Intervention sur le droit d’auteur dans l’économie et la société numérique
Écrit par Jean-Marie CAVADA, publié dans Affaires Juridiques
Jean-Marie Cavada est intervenu à la suite de la présentation par M. Sirinelli de son rapport sur « la révision de la directive 2001/29/CE sur l’harmonisation de certains aspects du droit d’auteur et des droits voisins dans la société de l’information», lors d’un séminaire organisé par la représentation permanente de la France auprès de l’Union européenne sur le droit d’auteur dans l’économie et la société numérique.
Monsieur l’Ambassadeur, Cher Pierre Sellal,
Mesdames, Messieurs, Chers Collègues,
Je félicite tout d’abord Monsieur Sirinelli pour la qualité du travail qu’il a accompli. Son analyse qui vise à ne pas fragiliser la garantie des droits et la rémunération de la création, va tout à fait dans le sens de ce que je soutiens depuis toujours pour la préservation de l’économie de la création, de l’innovation et la diversité culturelle.

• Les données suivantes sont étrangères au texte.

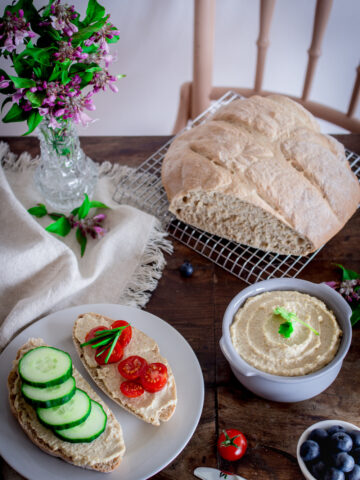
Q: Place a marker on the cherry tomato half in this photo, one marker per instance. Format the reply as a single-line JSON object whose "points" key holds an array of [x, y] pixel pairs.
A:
{"points": [[132, 367], [231, 444], [131, 389], [116, 355], [126, 334], [91, 334], [154, 377]]}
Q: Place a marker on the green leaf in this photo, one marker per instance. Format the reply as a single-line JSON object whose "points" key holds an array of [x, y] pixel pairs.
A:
{"points": [[355, 317], [115, 39], [23, 82], [33, 121], [286, 329], [61, 227], [94, 12], [15, 114], [95, 204], [348, 274], [7, 100], [38, 211], [56, 216], [82, 240], [36, 98], [84, 207], [85, 33]]}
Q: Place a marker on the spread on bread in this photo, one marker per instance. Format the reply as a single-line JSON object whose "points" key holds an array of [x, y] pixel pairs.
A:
{"points": [[110, 344], [142, 383], [259, 172], [60, 412]]}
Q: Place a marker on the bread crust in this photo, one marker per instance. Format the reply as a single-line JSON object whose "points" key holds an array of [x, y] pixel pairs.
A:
{"points": [[267, 153], [31, 426], [163, 413]]}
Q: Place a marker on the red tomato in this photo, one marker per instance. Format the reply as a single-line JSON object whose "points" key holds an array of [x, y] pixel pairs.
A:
{"points": [[116, 355], [91, 334], [126, 334], [131, 389], [154, 377], [231, 444], [132, 367]]}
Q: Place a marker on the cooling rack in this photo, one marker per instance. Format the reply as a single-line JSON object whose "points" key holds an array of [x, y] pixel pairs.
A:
{"points": [[142, 188]]}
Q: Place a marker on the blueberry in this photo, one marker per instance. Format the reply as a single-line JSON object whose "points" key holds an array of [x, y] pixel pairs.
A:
{"points": [[356, 455], [334, 474], [341, 441], [335, 429], [317, 469], [319, 435], [355, 435], [343, 461], [309, 450], [354, 474], [186, 269]]}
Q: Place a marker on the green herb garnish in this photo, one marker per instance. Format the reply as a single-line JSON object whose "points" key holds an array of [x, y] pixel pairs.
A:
{"points": [[107, 338], [286, 328]]}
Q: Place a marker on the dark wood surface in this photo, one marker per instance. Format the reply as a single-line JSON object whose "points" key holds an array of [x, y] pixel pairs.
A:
{"points": [[196, 309]]}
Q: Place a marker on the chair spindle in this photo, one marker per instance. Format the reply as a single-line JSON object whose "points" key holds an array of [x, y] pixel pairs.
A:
{"points": [[322, 13], [266, 13]]}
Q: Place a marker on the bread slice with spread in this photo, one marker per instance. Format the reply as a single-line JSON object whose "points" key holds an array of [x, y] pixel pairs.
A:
{"points": [[151, 406], [104, 453]]}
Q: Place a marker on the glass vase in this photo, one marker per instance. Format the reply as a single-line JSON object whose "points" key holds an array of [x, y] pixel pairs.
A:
{"points": [[65, 173]]}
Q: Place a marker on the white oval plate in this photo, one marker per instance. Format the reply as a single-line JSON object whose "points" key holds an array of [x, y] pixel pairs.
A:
{"points": [[148, 448]]}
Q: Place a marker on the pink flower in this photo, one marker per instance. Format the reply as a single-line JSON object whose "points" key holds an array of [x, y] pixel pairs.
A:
{"points": [[3, 82], [14, 29]]}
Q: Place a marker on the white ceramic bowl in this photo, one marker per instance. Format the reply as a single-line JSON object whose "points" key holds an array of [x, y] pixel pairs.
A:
{"points": [[323, 424], [275, 387]]}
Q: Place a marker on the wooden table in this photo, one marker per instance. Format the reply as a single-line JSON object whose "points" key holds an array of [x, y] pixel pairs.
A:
{"points": [[196, 309]]}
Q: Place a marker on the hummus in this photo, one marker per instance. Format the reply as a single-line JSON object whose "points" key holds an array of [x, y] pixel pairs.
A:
{"points": [[254, 334]]}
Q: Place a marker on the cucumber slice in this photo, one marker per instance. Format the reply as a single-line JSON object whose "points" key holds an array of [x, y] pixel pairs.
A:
{"points": [[68, 415], [49, 396], [45, 367], [92, 428]]}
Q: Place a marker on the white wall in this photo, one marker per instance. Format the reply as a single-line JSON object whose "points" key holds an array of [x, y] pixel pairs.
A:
{"points": [[155, 52]]}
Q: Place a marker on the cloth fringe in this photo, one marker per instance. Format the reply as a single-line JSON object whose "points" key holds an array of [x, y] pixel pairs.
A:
{"points": [[149, 271]]}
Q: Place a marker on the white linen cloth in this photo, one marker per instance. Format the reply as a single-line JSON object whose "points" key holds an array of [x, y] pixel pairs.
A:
{"points": [[41, 272]]}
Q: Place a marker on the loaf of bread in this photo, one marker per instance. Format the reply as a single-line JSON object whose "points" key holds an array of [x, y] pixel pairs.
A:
{"points": [[259, 172], [153, 408], [103, 454]]}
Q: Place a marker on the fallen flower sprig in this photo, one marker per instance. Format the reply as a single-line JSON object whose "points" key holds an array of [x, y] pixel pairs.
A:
{"points": [[105, 338], [286, 328], [77, 219], [349, 288]]}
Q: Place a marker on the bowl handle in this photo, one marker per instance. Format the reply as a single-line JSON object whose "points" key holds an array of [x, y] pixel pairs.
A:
{"points": [[226, 354], [346, 306]]}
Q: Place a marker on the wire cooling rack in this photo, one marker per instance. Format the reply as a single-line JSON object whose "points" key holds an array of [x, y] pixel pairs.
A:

L’arrivée du numérique nous oblige tous à penser différemment, mais la multiplication des possibilités de contournement de la propriété intellectuelle dans ce domaine nous conduit à un examen d’un point de vue plus économique du secteur culturel et créatif. Les résultats d’une récente étude de l’Institut Ernst & Young sont tout à fait éloquents en la matière : le secteur représente 536 milliards d’euros de chiffre d’affaire, plus de 7 millions d’emplois. Il est à souligner que ce secteur est le troisième plus grand employeur en Europe puisqu’il emploie 6 fois plus de personnes que l’industrie des télécommunications en Europe.
Le droit d’auteur qui est la principale source de revenu des créateurs est le pilier des industries culturelles et créatives, et il reste le principal atout de l’identité européenne
Je considère, comme Pierre Sirinelli que les directives européennes ont déjà harmonisé ce droit et même si chaque Etat membre conserve ses propres particularités, un socle commun a été construit grâce à un acquis communautaire solide qui conserve toute sa pertinence.
Il n’est donc pas utile aujourd’hui de modifier le droit d’auteur pour réguler le marché unique du numérique, les solutions à apporter aux difficultés de fonctionnement de ce marché doivent être recherchées ailleurs que dans le droit européen et le groupe de travail sur ce thème que je préside va s’y attacher durant ces prochains mois.
Les difficultés de fonctionnement du marché unique doivent être repensées à la lumière d’un statut des hébergeurs. Cette question de leur responsabilité ne peut pas être écartée, c’est une question de la loyauté de l’ensemble des intermédiaires qui doit être posée que ce soient les hébergeurs ou les moteurs de recherche. La lutte contre les contenus illicites doit impliquer l’ensemble des acteurs de la chaîne de valeur. C’est notre responsabilité commune.
Je vous remercie
Il y a un problème concernant le mode de rémunération des « artistes-auteurs » dans un pays comme la France. En effet, la majorité des éditeurs proposent à leurs « auteurs » des contrats d’édition, rémunérés en (avances de) droits d’auteurs – les avances sont dites non récupérables. En fait, à partir du moment où il y a une commande, et que l’éditeur intervient dans un vrai processus décisionnel, avec de multiples intermédiaires (prestataires, clients finaux – parfois des collectivités locales, des coéditeurs, etc.) dans le choix des illustrations, des textes, cela pourrait être considéré comme du travail salarié à distance, dissimulé, à dessein ou inconsciemment. Des auteurs qui sont « choisis » ou « embauchés » pour réaliser des « créations » qui ne sont pas les leurs, mais qui sont dictées par les éditeurs ou directeurs artistiques, éditoriaux, ne devraient pas être rémunérés en droits d’auteurs, mais bien en facturant comme des travailleurs indépendants dans le domaine du graphisme, de la création de contenus, de piges, ou autre. Il y a un vide juridique dans tout ceci, que la France (et la Belgique) exploitent. Les livres restant au minimum trois mois dans une librairie, pas toujours en évidence, la vente sur le long terme des ouvrages est réduite à peau de chagrin, et l’espérance d’une rémunération sur des droits d’auteurs l’est tout autant. Il faut de toute évidence :
1) soit repenser le système de rémunération des auteurs, en effectuant une enquête parlementaire sur les différents intervenants de la chaîne du livre, et en analysant, par exemple, les fameux contrats d’éditions et leurs obligations, parfois à la limite de la légalité – puisque oscillant entre le contrat d’édition et le contrat de travail ;
2) soit revoir entièrement la notion d’artiste-auteur, en obligeant les éditeurs à distinguer les authentiques créateurs, qui proposent des créations issus de leur esprit, et ceux qu’ils « embauchent » en leur dictant des projets bien précis, que lesdits créateurs n’auraient jamais proposés de leur propre initiative.